Он-то помнил. Да что толку. Ведь даже мама — он понял — хотела, чтобы он стал муравьем. Потому и ушла так рано. Чтобы не мешать.
Но все равно слишком поздно.
Ей бы умереть в родах. Тогда, может, он ехал бы сейчас не Бог весть куда, а в столицу. К Матке. Пожать руку. Рука у нее непременно должна быть влажная. Чтобы потом долго чувствовать влагу на собственной ладони. И воображать себе, какая же влага — там, куда стремится в конечном счете душой и телом любой… муравей.
Мокроть бездарно перезрелого плода. Пятьдесят пять лет. Уже даже не родить ребенка. Настоящего ребенка. Не муравья.
А будь она его настоящей матерью, он бы, наверное, стыдился ее: пятьдесят пять лет. Это значит, она родила бы его в тридцать восемь. На закате. Из вянущего чрева. В утешение и оправдание себе.
Его родная мать родила его в двадцать.
Она — Мать народа. А он — враг народа.
Матери должны защищать своих детей.
И она защищает. Она вкладывает в них один-единственный инстинкт — безошибочно опознавать врага. Потому что враг — всегда один и тот же, как бы ни выглядел. Он — не такой, как ты. И если тебе пять лет подряд внушают, каким ты должен быть — а ты не такой, то, в конце концов, ты опознаешь врага в самом себе.
Он опознал в себе врага во время обеда — впиваясь зубами в жирную мякоть казенной котлеты, отчетливо увидел, как работница пищефабрики с мытыми докрасна руками валяет в сухарной крошке котлету за котлетой, котлету за котлетой, безо всяких мыслей в голове — ей все равно, понравится ему эта котлета или нет… Захотелось сплюнуть в тарелку и больше ничего в рот не брать. Но надо было доесть и вычистить тарелку мякишем, потому что «ваши отцы и деды боролись…».

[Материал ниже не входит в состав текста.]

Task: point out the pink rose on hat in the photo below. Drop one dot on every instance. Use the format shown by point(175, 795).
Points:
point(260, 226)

Котлета. Мясо каждый день. Волокнисто-сочный вкус казенной котлеты. Все квартирки в рабочих кварталах с душевыми, но без кухонь: зачем готовить дома, когда сотни тебе подобных валяют для тебя эти самые котлеты. А ты сам для сотен тебе подобных строчишь одного и того же фасона блузы с воротом на шнурке. Или свинчиваешь краны в этих самых квартирках.

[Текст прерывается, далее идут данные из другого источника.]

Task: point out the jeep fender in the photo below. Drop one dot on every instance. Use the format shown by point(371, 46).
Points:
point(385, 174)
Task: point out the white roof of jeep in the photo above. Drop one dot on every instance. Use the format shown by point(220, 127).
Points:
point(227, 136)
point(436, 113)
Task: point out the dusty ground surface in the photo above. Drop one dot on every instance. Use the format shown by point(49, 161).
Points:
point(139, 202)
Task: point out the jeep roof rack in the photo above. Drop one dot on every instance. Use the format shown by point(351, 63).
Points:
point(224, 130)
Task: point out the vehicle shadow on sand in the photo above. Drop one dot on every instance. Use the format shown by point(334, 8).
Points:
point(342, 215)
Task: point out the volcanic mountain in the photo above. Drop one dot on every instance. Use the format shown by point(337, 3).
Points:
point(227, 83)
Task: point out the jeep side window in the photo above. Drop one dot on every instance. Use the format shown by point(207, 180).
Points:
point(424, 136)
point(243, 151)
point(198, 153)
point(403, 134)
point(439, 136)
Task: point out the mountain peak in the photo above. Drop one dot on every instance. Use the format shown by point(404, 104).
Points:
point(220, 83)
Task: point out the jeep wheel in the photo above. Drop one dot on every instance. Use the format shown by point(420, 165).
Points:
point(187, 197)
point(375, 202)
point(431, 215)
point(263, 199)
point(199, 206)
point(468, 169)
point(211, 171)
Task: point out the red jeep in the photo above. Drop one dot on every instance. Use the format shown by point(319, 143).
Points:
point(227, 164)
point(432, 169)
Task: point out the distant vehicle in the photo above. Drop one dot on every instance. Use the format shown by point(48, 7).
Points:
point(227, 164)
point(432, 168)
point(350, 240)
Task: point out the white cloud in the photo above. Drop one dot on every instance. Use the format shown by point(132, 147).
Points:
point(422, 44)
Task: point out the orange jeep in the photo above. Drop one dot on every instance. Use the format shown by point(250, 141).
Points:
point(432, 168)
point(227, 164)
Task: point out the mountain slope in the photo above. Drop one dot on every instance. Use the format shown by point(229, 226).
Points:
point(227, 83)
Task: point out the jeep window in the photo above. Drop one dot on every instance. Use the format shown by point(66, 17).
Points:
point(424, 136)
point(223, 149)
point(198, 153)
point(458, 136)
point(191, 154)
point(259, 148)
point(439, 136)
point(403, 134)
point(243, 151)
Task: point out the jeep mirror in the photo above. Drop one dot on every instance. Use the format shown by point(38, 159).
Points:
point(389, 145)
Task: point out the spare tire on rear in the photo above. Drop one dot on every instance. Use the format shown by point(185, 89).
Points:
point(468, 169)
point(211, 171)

Квартирка в рабочем квартале… Ха.
Его отцу оставили прежнюю квартиру. Потому что отец — инженер. А этих, за чье счастье боролись, распихивают по квартиркам из расчета девять квадратных метров на человека.
Он как-то в такой ночевал. Его пьяного привела девушка. Из тех — муравьих, недосамок — как он вначале думал, когда — от скуки — никого достойнее не нашлось — пригласил ее на медленный. Дело было прошлым летом на танцах в городском саду, когда он приехал к отцу на каникулы.
Ее блуза насквозь пропотела под мышками; от девицы так и шибало жаром. Пили пиво, перебивая водкой, и довольно много хохотали, пересказывая друг другу какие-то байки. А потом у него враз ослабли колени и перед глазами поплыло; однако вежливость требовала проводить даму. Он заплетающимся языком предложил. Она не отказалась, хотя он питал смутную надежду, что откажется: такие обычно кичились «равноправием», некоторые из них спрашивали на танцах кавалеров — «кто вести будет?»… Их удачно подхватил грохочущий освещенный трамвай — ровно за пять минут до закрытия танцплощадки, когда с нее повалят все и два-три трамвая подряд будут забиты по самые плафоны.
Трамвай завез их на окраину: все это время он старался не сблевать. Больше всего тошнило, когда взгляд натыкался на размазанное, словно бы мыльное, отражение лица в темном окне. Девица замолкла, и он почти про нее забыл, как она дернула его на выход.
Асфальта под ногами не было: песок, скупо освещенный единственным фонарем. В отдалении — как ему показалось, вовсе вдалеке — стояли тесным рядком белесые дома. Идти к ним надо было через перекопанное бывшее поле.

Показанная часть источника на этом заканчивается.